Deep learning A.I. can imitate the distortion effects of iconic guitar gods

Music making is increasingly digitized here in 2020, but some analog audio effects are still very difficult to reproduce in this way. One of those effects is the kind of screeching guitar distortion favored by rock gods everywhere. Up to now, these effects, which involve guitar amplifiers, have been next to impossible to re-create digitally.

That’s now changed thanks to the work of researchers in the department of signal processing and acoustics at Finland’s Aalto University. Using deep learning artificial intelligence (A.I.), they have created a neural network for guitar distortion modeling that, for the first time, can fool blind-test listeners into thinking it’s the genuine article. Think of it like a Turing Test, cranked all the way up to a Spınal Tap-style 11.

“It has been the general belief of audio researchers for decades that the accurate imitation of the distorted sound of tube guitar amplifiers is very challenging,” Professor Vesa Välimäki told Digital Trends. “One reason is that the distortion is related to dynamic nonlinear behavior, which is known to be hard to simulate even theoretically. Another reason may be that distorted guitar sounds are usually quite prominent in music, so it appears difficult to hide any problems there; all inaccuracies will be very noticeable.”

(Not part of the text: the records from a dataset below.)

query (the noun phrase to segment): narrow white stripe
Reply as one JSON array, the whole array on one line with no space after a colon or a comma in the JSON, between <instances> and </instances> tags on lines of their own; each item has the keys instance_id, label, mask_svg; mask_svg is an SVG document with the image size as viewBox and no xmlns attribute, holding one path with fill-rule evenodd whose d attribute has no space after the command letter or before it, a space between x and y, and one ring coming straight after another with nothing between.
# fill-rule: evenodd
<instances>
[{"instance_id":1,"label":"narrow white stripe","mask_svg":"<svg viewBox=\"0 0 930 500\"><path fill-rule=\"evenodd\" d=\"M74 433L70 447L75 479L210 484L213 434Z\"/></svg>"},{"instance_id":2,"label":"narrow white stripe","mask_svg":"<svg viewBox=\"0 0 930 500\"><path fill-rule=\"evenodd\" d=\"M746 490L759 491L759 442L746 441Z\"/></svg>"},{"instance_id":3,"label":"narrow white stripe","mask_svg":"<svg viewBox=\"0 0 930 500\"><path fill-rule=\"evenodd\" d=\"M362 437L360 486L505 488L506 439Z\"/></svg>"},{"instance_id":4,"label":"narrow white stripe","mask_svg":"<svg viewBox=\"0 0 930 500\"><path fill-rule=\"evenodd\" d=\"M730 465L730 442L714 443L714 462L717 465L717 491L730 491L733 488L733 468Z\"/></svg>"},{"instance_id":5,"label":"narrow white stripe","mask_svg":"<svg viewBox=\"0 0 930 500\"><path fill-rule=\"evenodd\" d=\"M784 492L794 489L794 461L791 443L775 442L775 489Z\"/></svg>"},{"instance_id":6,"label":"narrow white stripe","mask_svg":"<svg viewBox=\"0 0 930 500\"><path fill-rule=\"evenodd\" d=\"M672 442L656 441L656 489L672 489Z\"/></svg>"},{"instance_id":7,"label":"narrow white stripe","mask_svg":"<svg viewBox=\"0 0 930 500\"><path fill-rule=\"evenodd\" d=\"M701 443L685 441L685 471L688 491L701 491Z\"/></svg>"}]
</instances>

Researchers recorded the guitar effects in a special anechoic chamber. Mikko Raskinen

To train the neural network to recreate a variety of distortion effects, all that is needed is a few minutes of audio recorded from the target amplifier. The researchers used “clean” audio recorded from an electric guitar in an anechoic chamber, and then ran it through an amplifier. This provided both an input in the form of the unblemished guitar sound, and an output in the form of the corresponding “target” guitar amplifier output.

“Training is done by feeding the neural network a short segment of clean guitar audio, and comparing the network’s output to the ‘target’ amplifier output,” Alec Wright, a doctoral student focused on audio processing using deep learning, told Digital Trends. “This comparison is done in the ‘loss function,’ which is simply an equation that represents how far the neural network output is from the target output, or, how ‘wrong’ the neural network model’s prediction was. The key is a process called ‘gradient descent,’ where you calculate how to adjust the neural network’s parameters very slightly, so that the neural network’s prediction is slightly closer to the target amplifier’s output. This process is then repeated thousands of times — or sometimes much more — until the neural network’s output stops improving.”

You can check out a demo of the A.I. in action here. A paper describing the work was recently published in the journal Applied Sciences.